Day 3: All Yellowstone, All the Time

Here are the notes I am taking while Molly and I are on a road trip through Idaho (briefly), Wyoming, and Montana, October 2018.

Part 1 is here | Part 2 is here

OCTOBER 8, 2018

RED LODGE — YELLOWSTONE PARK

What in blazes grows in these parts? I have never been so hay fever-ridden. It’s been a rough few nights of sleep time. Fortunately it was my turn to drive (Molly and I trade off days of driving and navigating), so I could just follow Molly’s instructions and not have to navigate – not one of my more honed skills.

We beat it back into Yellowstone, post haste. I’ve always declared that Yellowstone is my favorite National Park, based on dim childhood memories and an epic trip taken around the area when I was 17, with my mom, Aunt Pat, and sister Ann, which was one of the funnest summers of my life. I think my nostalgia for that time is linked to Yellowstone, and to even dimmer memories of visits to my grandparents’ ranch in Ennis, MT. But my actual concrete impressions of the actual Park are few. I remember Old Faithful and the Opal Pool and flashes of beauty.

Well, I remembered rightly.

Lamar Valley is a stretch that is known for a wildlife spotting, and it did not disappoint. Perhaps you’ll be disappointed because timing and distance kept me from taking many or any satisfying shots. But rest assured we saw moose and bison, and later, loads of elk.

Bison, I think, through binoculars lens

Bison, I think, through binoculars lens

Of all the incredibly nice moments so far, this was an extra specially pleasant one. There were just a few other people around, all united by the delight in seeing animals. It was very gentle and lovely. Not to mention the weather couldn’t have been more fall-perfect.

And some bison showed up, close enough to look like bison!

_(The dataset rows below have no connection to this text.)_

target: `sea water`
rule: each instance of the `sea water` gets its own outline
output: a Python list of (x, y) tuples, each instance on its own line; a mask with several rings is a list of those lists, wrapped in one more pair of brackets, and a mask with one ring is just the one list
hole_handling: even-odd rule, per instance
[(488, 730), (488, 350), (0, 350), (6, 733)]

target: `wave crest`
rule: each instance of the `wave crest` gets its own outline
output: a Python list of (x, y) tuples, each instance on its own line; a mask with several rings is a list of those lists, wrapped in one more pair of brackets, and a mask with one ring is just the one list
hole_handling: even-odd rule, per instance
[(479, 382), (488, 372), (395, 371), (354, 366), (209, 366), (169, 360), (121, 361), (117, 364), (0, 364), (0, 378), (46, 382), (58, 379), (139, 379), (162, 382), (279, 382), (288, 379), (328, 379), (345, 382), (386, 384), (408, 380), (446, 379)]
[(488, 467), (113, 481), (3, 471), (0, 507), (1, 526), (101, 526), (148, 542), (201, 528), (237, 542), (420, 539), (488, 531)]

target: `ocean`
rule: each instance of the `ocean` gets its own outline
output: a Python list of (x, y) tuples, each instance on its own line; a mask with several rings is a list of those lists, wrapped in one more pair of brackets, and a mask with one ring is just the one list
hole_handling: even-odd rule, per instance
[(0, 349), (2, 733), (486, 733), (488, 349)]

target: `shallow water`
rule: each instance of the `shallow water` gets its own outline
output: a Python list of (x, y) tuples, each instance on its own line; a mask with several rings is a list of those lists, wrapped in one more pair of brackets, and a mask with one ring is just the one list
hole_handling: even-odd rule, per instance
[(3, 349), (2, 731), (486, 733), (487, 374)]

The Lamar Valley area was very beautiful to behold, but you could also see some steamy bubbly hot springs in the edges of the river, which hinted at some of the geothermal nuttiness that was just ahead.

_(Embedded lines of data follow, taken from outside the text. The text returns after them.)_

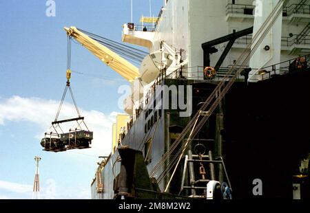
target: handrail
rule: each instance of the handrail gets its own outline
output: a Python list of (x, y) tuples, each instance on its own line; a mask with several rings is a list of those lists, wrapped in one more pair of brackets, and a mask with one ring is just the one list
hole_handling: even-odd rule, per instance
[[(292, 36), (282, 36), (281, 44), (283, 46), (291, 47), (293, 45), (310, 45), (310, 35), (304, 36), (300, 41), (297, 42), (298, 34), (293, 34)], [(247, 35), (236, 40), (236, 44), (248, 45), (251, 43), (252, 35)]]
[[(289, 6), (283, 7), (283, 12), (286, 12), (287, 16), (292, 14), (310, 14), (310, 4), (300, 5), (300, 8), (297, 10), (296, 8), (300, 5), (298, 3), (291, 4)], [(244, 9), (254, 9), (255, 5), (249, 4), (228, 3), (226, 5), (226, 14), (239, 13), (244, 14)]]

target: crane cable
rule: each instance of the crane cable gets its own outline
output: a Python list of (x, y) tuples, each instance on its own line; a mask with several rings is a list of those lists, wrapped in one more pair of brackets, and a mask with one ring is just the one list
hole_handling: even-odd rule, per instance
[(109, 47), (109, 48), (114, 51), (116, 53), (121, 55), (127, 60), (133, 61), (134, 63), (141, 63), (143, 59), (148, 54), (147, 52), (137, 48), (125, 45), (81, 29), (78, 28), (78, 30), (87, 35), (92, 39), (94, 39), (103, 45)]
[(71, 78), (71, 38), (68, 36), (68, 41), (67, 41), (67, 71), (66, 71), (66, 78), (67, 82), (65, 84), (65, 90), (63, 93), (63, 96), (61, 98), (61, 101), (59, 104), (59, 107), (58, 108), (57, 113), (55, 117), (55, 122), (57, 121), (58, 117), (59, 116), (60, 111), (63, 104), (63, 101), (65, 100), (65, 95), (67, 93), (68, 89), (69, 88), (69, 91), (70, 92), (71, 98), (72, 98), (73, 103), (74, 104), (75, 109), (76, 110), (79, 117), (81, 117), (81, 113), (79, 111), (79, 108), (76, 104), (76, 102), (75, 101), (74, 96), (73, 95), (72, 89), (70, 86), (70, 78)]

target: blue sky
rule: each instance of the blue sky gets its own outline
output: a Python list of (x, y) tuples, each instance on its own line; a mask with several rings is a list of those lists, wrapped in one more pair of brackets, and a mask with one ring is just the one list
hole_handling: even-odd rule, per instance
[[(126, 85), (86, 49), (72, 43), (72, 87), (82, 114), (94, 132), (92, 149), (62, 153), (41, 150), (65, 83), (64, 26), (121, 42), (130, 21), (130, 0), (55, 0), (56, 16), (45, 16), (46, 1), (0, 1), (0, 199), (31, 199), (34, 155), (40, 162), (41, 197), (89, 199), (99, 155), (107, 155), (111, 124)], [(133, 0), (134, 22), (149, 15), (149, 0)], [(158, 13), (163, 1), (152, 0)], [(75, 116), (70, 99), (62, 116)]]

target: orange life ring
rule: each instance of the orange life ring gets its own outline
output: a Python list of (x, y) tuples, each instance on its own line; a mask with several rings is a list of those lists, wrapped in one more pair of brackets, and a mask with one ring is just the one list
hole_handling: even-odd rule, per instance
[(212, 79), (216, 75), (216, 71), (212, 67), (206, 67), (203, 70), (203, 74), (207, 78)]

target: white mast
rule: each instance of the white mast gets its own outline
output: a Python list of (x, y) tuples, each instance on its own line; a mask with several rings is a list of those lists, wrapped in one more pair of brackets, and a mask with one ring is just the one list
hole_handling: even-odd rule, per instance
[(33, 184), (32, 199), (39, 199), (40, 182), (39, 177), (39, 161), (41, 161), (41, 158), (40, 157), (34, 157), (34, 161), (36, 161), (36, 173), (34, 175), (34, 183)]

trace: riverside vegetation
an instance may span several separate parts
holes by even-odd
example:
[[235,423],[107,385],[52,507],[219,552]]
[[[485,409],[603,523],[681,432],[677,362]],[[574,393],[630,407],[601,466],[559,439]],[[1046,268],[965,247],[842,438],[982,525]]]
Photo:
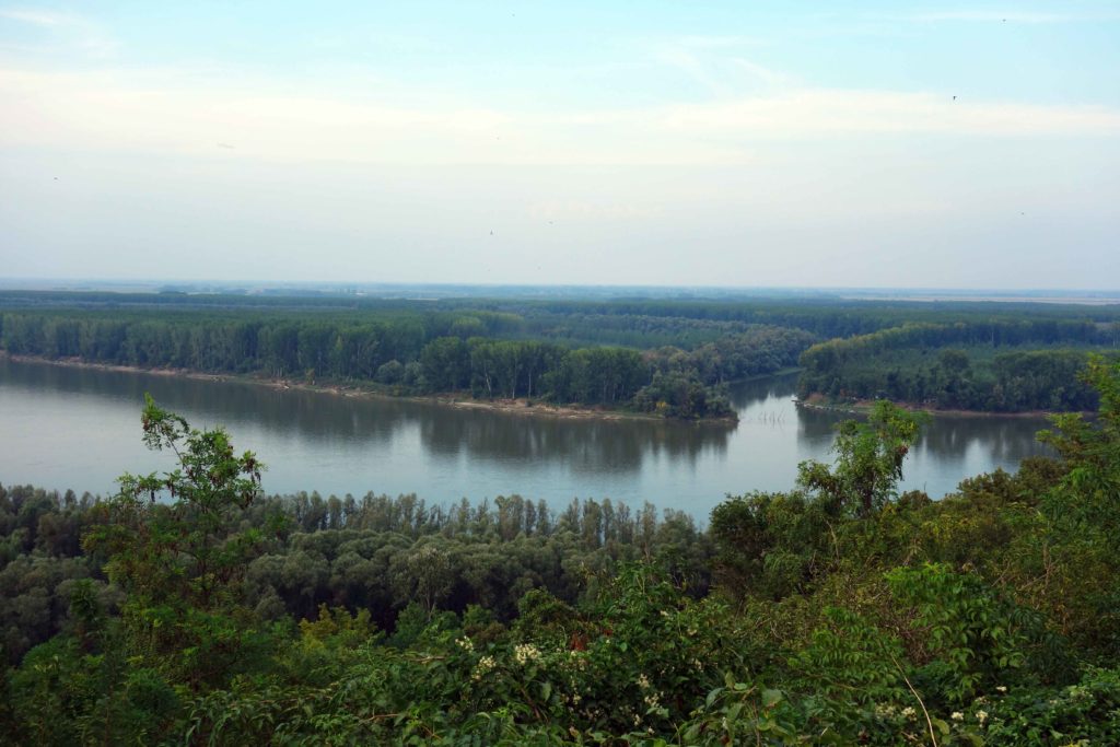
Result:
[[684,419],[799,365],[803,399],[1091,411],[1075,372],[1118,345],[1116,306],[0,291],[13,355]]
[[170,474],[0,491],[9,744],[1120,740],[1120,366],[1056,454],[898,495],[921,417],[707,530],[606,501],[263,497],[149,401]]

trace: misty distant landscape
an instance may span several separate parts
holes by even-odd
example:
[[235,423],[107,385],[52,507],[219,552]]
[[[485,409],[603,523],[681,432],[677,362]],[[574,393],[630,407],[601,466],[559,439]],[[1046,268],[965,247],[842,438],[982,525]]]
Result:
[[0,743],[1120,744],[1118,41],[0,0]]

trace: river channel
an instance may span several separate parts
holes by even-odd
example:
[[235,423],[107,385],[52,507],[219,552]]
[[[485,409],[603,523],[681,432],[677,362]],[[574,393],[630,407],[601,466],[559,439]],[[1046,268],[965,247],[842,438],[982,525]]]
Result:
[[[727,494],[781,491],[797,463],[831,460],[841,415],[799,409],[794,376],[732,390],[735,426],[569,420],[358,399],[239,381],[0,360],[0,483],[106,495],[123,471],[169,468],[141,442],[144,392],[197,428],[224,426],[268,465],[269,493],[416,493],[428,503],[520,494],[559,506],[609,497],[704,521]],[[905,466],[940,497],[964,477],[1044,454],[1038,418],[939,417]]]

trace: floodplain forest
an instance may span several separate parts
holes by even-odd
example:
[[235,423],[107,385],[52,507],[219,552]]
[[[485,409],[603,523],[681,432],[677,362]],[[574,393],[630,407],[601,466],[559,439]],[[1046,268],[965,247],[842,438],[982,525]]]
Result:
[[265,497],[256,455],[149,399],[172,471],[0,488],[0,739],[1118,744],[1120,364],[1081,376],[1095,414],[1014,475],[899,494],[923,415],[879,400],[832,464],[706,527]]
[[794,367],[825,407],[1089,412],[1076,374],[1118,346],[1109,306],[0,292],[11,355],[683,419],[734,419],[729,382]]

We visited this cute petrified tree, a left over from when there were redwoods here, during a vastly different climate, long ago.

 

“The petrification process can only occur when sediment completely buries the tree, blocking oxygen flow and preventing standard decomposition. Water flowing through the sediment deposits minerals in the tree’s cells, and over thousands of years, these built-up minerals form a perfect replica. Even the tree’s cell structure and fibers are preserved.”

We liked this little guy. Also we know that he’s the last standing one from three that used to be side-by-side. The other two were dismantled by souvenir seekers in previous decades. And very back luck befell them since, as we all know, to take petrified wood is to lay a curse upon oneself.

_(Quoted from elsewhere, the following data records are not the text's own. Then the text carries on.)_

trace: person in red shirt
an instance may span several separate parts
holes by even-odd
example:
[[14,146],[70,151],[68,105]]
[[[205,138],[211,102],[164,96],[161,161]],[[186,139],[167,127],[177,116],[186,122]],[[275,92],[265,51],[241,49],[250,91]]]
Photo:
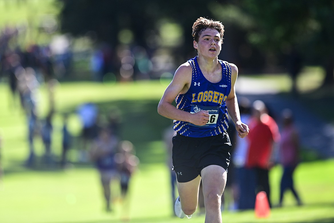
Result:
[[249,126],[252,131],[247,137],[249,144],[246,167],[255,174],[256,194],[265,191],[271,206],[269,170],[273,165],[271,159],[273,148],[275,144],[279,142],[280,135],[276,122],[268,114],[263,101],[255,101],[253,108],[253,117]]

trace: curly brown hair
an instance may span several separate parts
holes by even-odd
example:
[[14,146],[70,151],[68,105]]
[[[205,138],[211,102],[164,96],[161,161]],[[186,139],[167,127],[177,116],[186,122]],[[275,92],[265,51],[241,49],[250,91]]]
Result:
[[207,28],[215,29],[220,34],[220,39],[223,43],[223,36],[224,35],[224,26],[219,21],[209,19],[203,17],[197,19],[192,26],[192,36],[194,40],[198,42],[201,33]]

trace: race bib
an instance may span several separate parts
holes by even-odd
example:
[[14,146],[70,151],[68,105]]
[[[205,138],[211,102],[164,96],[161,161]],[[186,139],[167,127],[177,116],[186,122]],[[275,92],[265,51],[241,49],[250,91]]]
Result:
[[190,123],[189,123],[189,125],[200,128],[216,128],[220,107],[220,106],[203,106],[192,104],[190,113],[193,114],[202,110],[207,110],[209,112],[209,121],[204,126],[196,126]]

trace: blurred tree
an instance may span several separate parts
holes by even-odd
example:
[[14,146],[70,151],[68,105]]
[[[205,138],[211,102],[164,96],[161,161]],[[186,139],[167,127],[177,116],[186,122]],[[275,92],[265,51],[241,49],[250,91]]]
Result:
[[240,6],[253,21],[249,41],[267,52],[268,64],[287,59],[294,87],[302,61],[322,66],[323,85],[334,85],[334,2],[244,0]]
[[[58,0],[63,5],[60,15],[62,31],[74,36],[94,33],[99,42],[109,43],[113,47],[119,43],[119,32],[126,29],[133,32],[133,44],[147,49],[156,46],[160,26],[166,20],[186,27],[185,32],[188,34],[178,41],[183,43],[190,39],[187,42],[191,44],[189,24],[199,16],[212,15],[207,3],[201,2],[199,5],[196,2],[200,1],[196,0]],[[174,50],[182,52],[180,55],[188,54],[189,51],[184,51],[191,48],[185,47],[183,44],[176,46],[177,49]]]
[[324,85],[334,85],[333,1],[57,0],[63,5],[62,32],[89,34],[112,48],[122,42],[120,38],[126,42],[120,33],[128,33],[131,43],[149,52],[164,46],[162,33],[170,27],[164,24],[174,23],[182,33],[174,47],[168,46],[179,64],[195,55],[189,24],[200,16],[213,18],[228,31],[220,59],[226,55],[238,67],[253,66],[254,71],[265,64],[267,71],[283,67],[294,83],[303,64],[320,65],[326,71]]

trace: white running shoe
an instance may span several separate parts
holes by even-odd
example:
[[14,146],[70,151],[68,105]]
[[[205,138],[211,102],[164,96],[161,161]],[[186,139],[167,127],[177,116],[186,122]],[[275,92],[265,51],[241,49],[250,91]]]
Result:
[[181,202],[180,201],[180,196],[179,196],[175,200],[175,203],[174,203],[174,213],[175,215],[179,217],[180,218],[183,218],[186,216],[188,218],[190,218],[192,216],[192,215],[187,215],[184,214],[183,211],[182,210],[181,207]]

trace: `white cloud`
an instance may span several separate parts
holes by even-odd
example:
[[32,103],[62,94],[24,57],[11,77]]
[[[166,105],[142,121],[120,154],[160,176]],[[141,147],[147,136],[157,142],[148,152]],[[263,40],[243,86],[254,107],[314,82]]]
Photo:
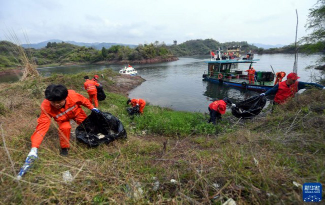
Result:
[[[288,44],[296,33],[306,34],[308,9],[314,0],[229,2],[202,0],[24,0],[2,1],[0,30],[5,25],[26,29],[32,42],[50,39],[85,42],[180,43],[212,38],[220,42],[247,41]],[[0,33],[0,38],[4,38]]]

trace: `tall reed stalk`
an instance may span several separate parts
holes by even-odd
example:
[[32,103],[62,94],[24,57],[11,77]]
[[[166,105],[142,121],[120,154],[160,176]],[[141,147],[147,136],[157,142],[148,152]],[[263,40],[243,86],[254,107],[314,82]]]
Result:
[[[36,69],[37,66],[32,49],[24,49],[20,45],[22,44],[20,41],[14,30],[8,29],[8,34],[5,34],[6,38],[9,41],[14,43],[15,46],[10,48],[6,46],[6,48],[23,68],[22,75],[20,80],[24,81],[38,77],[40,74]],[[27,34],[24,32],[24,35],[26,42],[29,45],[30,41]]]

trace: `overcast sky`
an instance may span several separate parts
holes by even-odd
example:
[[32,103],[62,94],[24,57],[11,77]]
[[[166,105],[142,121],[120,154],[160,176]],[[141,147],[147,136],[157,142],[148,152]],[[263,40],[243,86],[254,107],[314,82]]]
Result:
[[[0,0],[0,39],[8,28],[31,43],[78,42],[172,43],[213,38],[275,45],[298,37],[314,0]],[[20,37],[22,43],[24,37]]]

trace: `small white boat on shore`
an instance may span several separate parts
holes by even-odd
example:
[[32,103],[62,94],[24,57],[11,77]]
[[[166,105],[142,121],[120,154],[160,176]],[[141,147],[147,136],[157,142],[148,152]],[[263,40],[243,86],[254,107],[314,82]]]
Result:
[[125,66],[124,68],[121,69],[119,73],[129,75],[136,75],[138,74],[138,71],[130,65],[128,65],[128,67]]

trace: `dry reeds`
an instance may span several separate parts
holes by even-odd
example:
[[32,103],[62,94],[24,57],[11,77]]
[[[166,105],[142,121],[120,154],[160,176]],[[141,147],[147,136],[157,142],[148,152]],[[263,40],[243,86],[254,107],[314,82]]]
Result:
[[[20,81],[24,81],[28,79],[32,79],[38,77],[40,74],[36,68],[37,67],[35,62],[32,50],[30,48],[25,49],[22,46],[19,38],[12,30],[8,29],[8,34],[5,34],[6,38],[9,41],[14,44],[14,46],[9,47],[6,46],[8,51],[15,58],[18,63],[23,68],[22,75],[20,78]],[[27,34],[24,33],[25,40],[28,44],[30,44]],[[14,55],[16,54],[16,55]]]

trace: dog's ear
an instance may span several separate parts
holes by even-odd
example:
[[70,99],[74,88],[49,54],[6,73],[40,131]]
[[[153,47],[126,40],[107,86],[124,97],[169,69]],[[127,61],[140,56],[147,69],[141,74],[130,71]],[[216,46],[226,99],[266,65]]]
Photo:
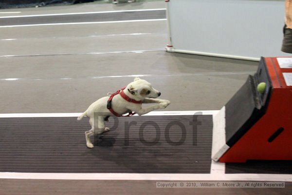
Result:
[[132,95],[135,95],[137,93],[137,90],[135,89],[133,87],[130,87],[130,89],[128,88],[128,91]]
[[136,80],[140,80],[140,78],[139,77],[136,77],[136,78],[135,78],[134,79],[134,81],[136,81]]

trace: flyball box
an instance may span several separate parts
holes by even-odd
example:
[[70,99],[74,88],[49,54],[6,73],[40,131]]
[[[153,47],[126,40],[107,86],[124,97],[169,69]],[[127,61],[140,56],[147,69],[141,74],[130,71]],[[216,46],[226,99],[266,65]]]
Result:
[[212,159],[292,160],[292,58],[262,58],[214,116]]

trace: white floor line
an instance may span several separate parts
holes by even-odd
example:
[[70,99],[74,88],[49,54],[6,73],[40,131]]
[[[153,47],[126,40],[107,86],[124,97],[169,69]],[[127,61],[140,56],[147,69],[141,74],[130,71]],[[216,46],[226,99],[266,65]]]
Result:
[[[153,111],[146,116],[214,115],[218,110]],[[77,117],[81,113],[0,114],[0,117]],[[36,173],[0,172],[0,178],[67,180],[135,180],[180,181],[266,181],[292,182],[292,175],[225,174],[225,163],[211,161],[210,174],[120,174],[120,173]]]
[[211,175],[223,175],[225,174],[225,163],[211,160],[210,173]]
[[[24,16],[3,16],[0,17],[0,19],[3,18],[27,18],[27,17],[37,17],[41,16],[65,16],[65,15],[76,15],[83,14],[102,14],[106,13],[118,13],[118,12],[143,12],[146,11],[158,11],[158,10],[166,10],[165,8],[161,9],[136,9],[136,10],[116,10],[116,11],[105,11],[102,12],[76,12],[76,13],[66,13],[60,14],[40,14],[34,15],[24,15]],[[10,13],[21,13],[18,12],[13,12]],[[0,13],[9,13],[9,12],[0,12]]]
[[292,175],[180,174],[66,174],[0,173],[1,179],[135,180],[179,181],[266,181],[292,182]]
[[[173,115],[212,115],[218,110],[201,110],[185,111],[152,111],[143,116],[173,116]],[[28,117],[78,117],[81,113],[11,113],[0,114],[0,118]],[[137,116],[137,115],[135,115]]]
[[13,25],[9,26],[0,26],[0,28],[12,28],[27,26],[53,26],[60,25],[73,25],[73,24],[104,24],[107,23],[121,23],[121,22],[133,22],[139,21],[163,21],[166,20],[166,19],[149,19],[149,20],[120,20],[120,21],[93,21],[85,22],[70,22],[70,23],[53,23],[47,24],[24,24],[24,25]]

We upped and overed it into Mammoth, which will be our home for the next two days. We were not prepared for Mammoth to be an actual little tiny town. Nor did we expect so may elk wandering and sitting around absolutely everywhere, looking pretty insouciant.

Excuse me, Miss Magpie, you’ve got an elk on your ass

And then things got even more magnificent and malodorous. The land that is known as Yellowstone is basically atop a volcano, which leads to geothermal extravaganzas, including geysers, mudpots, fumeroles and springs. Yellowstone is constantly changing scenery, bizarre tableaux, beauty and strangeness.

 

And occasionally there’s a stenchy smell-track to this epic movie; sulphorous gasses that can be a little much.

 

But it was all so thrilling. What a day. Now we’re tucked into our little cabin in Mammoth, our home for two nights.